Charles Baudelaire's
Fleurs du mal / Flowers of Evil

La Cloche fêlée

II est amer et doux, pendant les nuits d'hiver,
D'écouter, près du feu qui palpite et qui fume,
Les souvenirs lointains lentement s'élever
Au bruit des carillons qui chantent dans la brume.

Bienheureuse la cloche au gosier vigoureux
Qui, malgré sa vieillesse, alerte et bien portante,
Jette fidèlement son cri religieux,
Ainsi qu'un vieux soldat qui veille sous la tente!

Moi, mon âme est fêlée, et lorsqu'en ses ennuis
Elle veut de ses chants peupler l'air froid des nuits,
II arrive souvent que sa voix affaiblie

Semble le râle épais d'un blessé qu'on oublie
Au bord d'un lac de sang, sous un grand tas de morts
Et qui meurt, sans bouger, dans d'immenses efforts.

Charles Baudelaire

The Flawed Bell

It is bitter and sweet on winter nights
To listen by the fire that smokes and palpitates,
To distant souvenirs that rise up slowly
At the sound of the chimes that sing in the fog.

Happy is the bell which in spite of age
Is vigilant and healthy, and with lusty throat
Faithfully sounds its religious call,
Like an old soldier watching from his tent!

I, my soul is flawed, and when, a prey to ennui,
She wishes to fill the cold night air with her songs,
It often happens that her weakened voice

Resembles the death rattle of a wounded man,
Forgotten beneath a heap of dead, by a lake of blood,
Who dies without moving, striving desperately.

— William Aggeler, The Flowers of Evil (Fresno, CA: Academy Library Guild, 1954)

The Cracked Bell

It's sweet and bitter, of a winter night,
To hear, beside the crackling, smoking log,
Far memories prepare themselves for flight
To carillons that sound amid the fog.

Happy's the bell whose vigorous throat on high,
in spite of time, is sound and still unspent,
To hurl his faithful and religious cry
Like an old soldier watching in his tent.

My soul is cracked, and when amidst its care
It tries with song to fill the frosty air,
Sometimes, its voice seems like the feeble croak

A wounded soldier makes, lost in the smoke,
Beneath a pile of dead, in bloody mire,
Trying, with fearful efforts, to expire.

— Roy Campbell, Poems of Baudelaire (New York: Pantheon Books, 1952)

The Cracked Bell

Bitter and sweet it is on these long winter nights
To sit before the fire and watch the smoking log
Beat like a heart; and hear our lost, our mute delights
Call with the carillons that ring out in the fog.

What certitude, what health, sounds from that brazen throat,
In spite of age and rust, alert! O happy bell,
Sending into the dark your clear religious note,
Like an old soldier crying through the night, "All's well!"

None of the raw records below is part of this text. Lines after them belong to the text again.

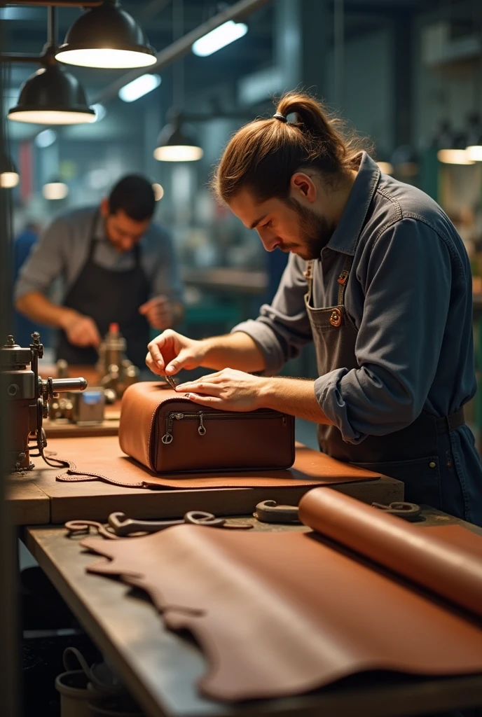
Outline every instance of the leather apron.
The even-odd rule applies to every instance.
[[[318,375],[336,369],[356,369],[355,354],[358,330],[344,305],[344,296],[350,279],[353,257],[347,257],[338,278],[338,305],[326,308],[313,306],[313,266],[308,262],[305,276],[308,293],[305,305],[313,332]],[[374,410],[376,410],[374,409]],[[445,444],[449,434],[465,422],[463,409],[443,418],[435,418],[422,412],[405,428],[382,436],[369,435],[358,444],[343,440],[339,429],[333,425],[318,425],[321,450],[340,460],[352,462],[385,475],[403,480],[405,500],[427,503],[435,508],[464,515],[464,496],[455,475],[454,485],[449,486],[445,498],[442,495],[445,481],[440,480],[440,464],[449,461]],[[450,447],[450,441],[448,444]],[[444,465],[445,467],[445,465]],[[455,503],[460,508],[453,508]]]
[[[135,264],[132,269],[112,271],[99,266],[93,260],[98,239],[95,229],[99,217],[95,212],[90,225],[90,242],[85,264],[67,293],[63,305],[90,316],[97,324],[102,337],[112,323],[119,325],[127,342],[127,356],[135,366],[144,366],[149,325],[139,313],[139,307],[149,297],[149,282],[141,266],[141,249],[134,247]],[[75,346],[69,342],[65,331],[60,332],[57,351],[57,358],[69,364],[93,365],[98,353],[93,346]]]

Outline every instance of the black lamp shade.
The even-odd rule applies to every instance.
[[[157,138],[154,157],[160,161],[181,162],[201,159],[202,149],[189,127],[176,116],[172,124],[163,127]]]
[[[134,19],[107,1],[88,10],[73,24],[56,60],[86,67],[143,67],[156,62],[156,52]]]
[[[57,63],[41,67],[20,88],[18,104],[9,118],[38,124],[70,125],[93,122],[95,113],[87,104],[78,80]]]

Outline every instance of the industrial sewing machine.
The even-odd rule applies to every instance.
[[[60,391],[83,391],[85,379],[42,379],[39,376],[39,358],[44,355],[40,335],[32,333],[29,348],[15,343],[9,336],[0,348],[0,386],[7,399],[10,450],[7,465],[11,470],[29,470],[34,467],[30,451],[37,449],[47,462],[44,450],[47,446],[42,422],[49,414],[49,402]],[[29,365],[29,368],[28,367]],[[34,445],[32,442],[34,442]]]

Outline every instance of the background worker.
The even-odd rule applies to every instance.
[[[74,209],[44,232],[22,269],[16,307],[34,321],[60,330],[57,357],[94,364],[112,322],[127,341],[127,355],[144,363],[149,327],[166,329],[183,315],[182,288],[172,242],[151,219],[151,183],[124,176],[100,205]],[[62,277],[64,300],[45,295]]]

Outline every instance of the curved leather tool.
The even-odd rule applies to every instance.
[[[126,518],[123,513],[111,513],[109,516],[109,526],[118,537],[125,538],[133,533],[158,533],[166,528],[180,526],[189,523],[194,526],[206,526],[209,528],[232,528],[246,529],[252,528],[250,523],[229,525],[224,518],[217,518],[212,513],[204,511],[189,511],[184,517],[173,521],[137,521]]]
[[[262,523],[300,523],[296,505],[278,505],[275,500],[258,503],[255,518]]]
[[[109,540],[117,540],[118,538],[118,536],[112,533],[107,526],[98,521],[67,521],[64,527],[67,530],[69,535],[72,533],[89,533],[90,528],[95,528],[103,538],[108,538]]]
[[[416,503],[405,503],[405,500],[391,503],[388,505],[384,505],[382,503],[372,503],[372,507],[378,508],[391,516],[397,516],[410,522],[418,521],[422,512],[422,508]]]

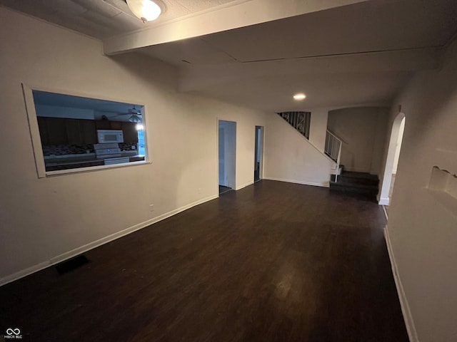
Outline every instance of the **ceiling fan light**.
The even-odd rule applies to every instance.
[[[151,0],[126,0],[130,10],[145,21],[156,20],[162,11],[159,6]]]
[[[141,122],[141,119],[136,114],[132,114],[131,116],[129,118],[129,121],[134,123],[139,123]]]

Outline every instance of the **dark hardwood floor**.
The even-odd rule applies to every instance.
[[[31,341],[407,341],[381,207],[263,180],[0,288]]]

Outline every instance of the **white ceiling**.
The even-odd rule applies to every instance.
[[[101,39],[154,27],[233,1],[156,0],[162,14],[149,23],[136,18],[124,0],[0,0],[0,5]]]
[[[389,105],[457,31],[456,0],[162,0],[146,26],[122,0],[0,4],[173,64],[181,91],[268,111]]]

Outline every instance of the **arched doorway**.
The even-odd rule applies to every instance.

I am not thus; my soul is cracked across by care;
Its voice, that once could clang upon this icy air,
Has lost the power, it seems, — comes faintly forth, instead,

As from the rattling throat of a hurt man who lies
Beside a lake of blood, under a heap of dead,
And cannot stir, and in prodigious struggling dies.

— Edna St. Vincent Millay, Flowers of Evil (NY: Harper and Brothers, 1936)

The Flawed Bell

Bitter and sweet it is, in winter night,
Hard by the flickering fire that smokes, to list
While far-off memories rise in sad slow flight,
With chimes that echo singing through the mist.

O bless√ęd be the bell whose vigorous throat,
In spite of age alert, with strength unspent,
Utters religiously his faithful note,
Like an old warrior watching near the tent!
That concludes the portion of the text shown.